Basti pensare all’ostentazione dei pezzi di tessuto kente da parte dei politici
democratici (mossa curiosamente suggerita dal Black Caucus del Congresso
americano) e inginocchiamenti vari (scopiazzati perfino dai politici italiani),
tutte manovre che finora hanno sortito l’effetto di fare scattare dall’altra
parte la denuncia di ipocrisia.
4. I possibili sviluppi della crisi
Nei movimenti di protesta, in molti
chiedono tagli ingenti alla polizia se non addirittura la sua abolizione
completa a favore di politiche di controllo diretto da parte delle comunità.
In primo luogo, queste rivolte
promettono di essere più di una fiammata ma a questo punto della crisi è
difficile capire le prossime mosse, specialmente se si limiteranno ad azioni
simboliche (ad esempio l’abbattimento di statue come abbiamo visto in questi
ultimi giorni); se saranno condizionate dagli scontri e i confronti con la
polizia che continuano a esserci su basi giornaliere per esempio anche adesso a
Seattle, o se andranno ad intaccare la struttura profonda del razzismo
strutturale e del neoliberismo in maniera più incisiva (qualche giorno
fa Tamika Mallory accennava al fatto che le prossime azioni dovranno essere di
accompagnamento al percorso giudiziario seguito dai vari casi, specialmente
quello dell’omicidio di Breonna Taylor che è quello che ha ricevuto meno
attenzione e simboleggia anche la posizione secondaria a cui sono stati
relegati i casi di brutalità poliziesca relativi a donne). Tra le misure
pratiche accampate come rivendicazioni vi è quella più moderata di riforma
della polizia per eliminare l’impunità e garantire una maggiore
trasparenza nelle assunzioni (si è chiarito nel corso degli anni che
molti poliziotti appartengono a gruppi di estrema destra o di supremazia
bianca). Ma per adesso prevalgono nel movimento le istanze più radicali che
oscillano tra tagli ingenti alla polizia (defunding) e la
sua abolizione completa a favore di politiche di controllo diretto da
parte delle comunità. In tal caso i fondi allocati alla polizia (nelle
grandi città un terzo del budget è destinato alla polizia con conseguente
tagli ai servizi di prima necessità comprese scuole, sanità,
infrastrutture) dovrebbero essere ridistribuiti in programmi volti a
soddisfare le esigenze di base delle comunità che più ne necessitano.
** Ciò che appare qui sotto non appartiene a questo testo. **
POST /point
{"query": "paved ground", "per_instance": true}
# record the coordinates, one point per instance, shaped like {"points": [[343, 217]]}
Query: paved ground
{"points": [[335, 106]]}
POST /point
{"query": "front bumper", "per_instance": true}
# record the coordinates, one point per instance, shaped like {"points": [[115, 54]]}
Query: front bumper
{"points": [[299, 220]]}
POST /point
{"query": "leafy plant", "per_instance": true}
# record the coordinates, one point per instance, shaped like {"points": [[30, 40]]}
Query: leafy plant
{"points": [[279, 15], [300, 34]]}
Un altro possibile aggancio per
l’evoluzione del movimento potrebbe essere la proposta lanciata da Al Sharpton,
esponente molto noto della comunità nera e fondatore della National Action
Network. Alla fine della cerimonia commemorativa di Minneapolis per George
Floyd, Al Sharpton ha indetto una manifestazione nazionale contro il
razzismo sistemico e per la giustizia sociale, davanti al Lincoln Memorial di
Washinton il 28 agosto, data che riporta alla grande Marcia su Washington per
il lavoro e la libertà indetta da Martin Luther King nel 1963, data incisa
nella memoria storica del movimento contro il razzismo negli USA. È una
proposta che richiama un modo più antico di fare politica rispetto alle nuove
forze che abbiamo visto in campo, ma sarà interessante vedere se vi sarà una
confluenza tra questi diversi filoni.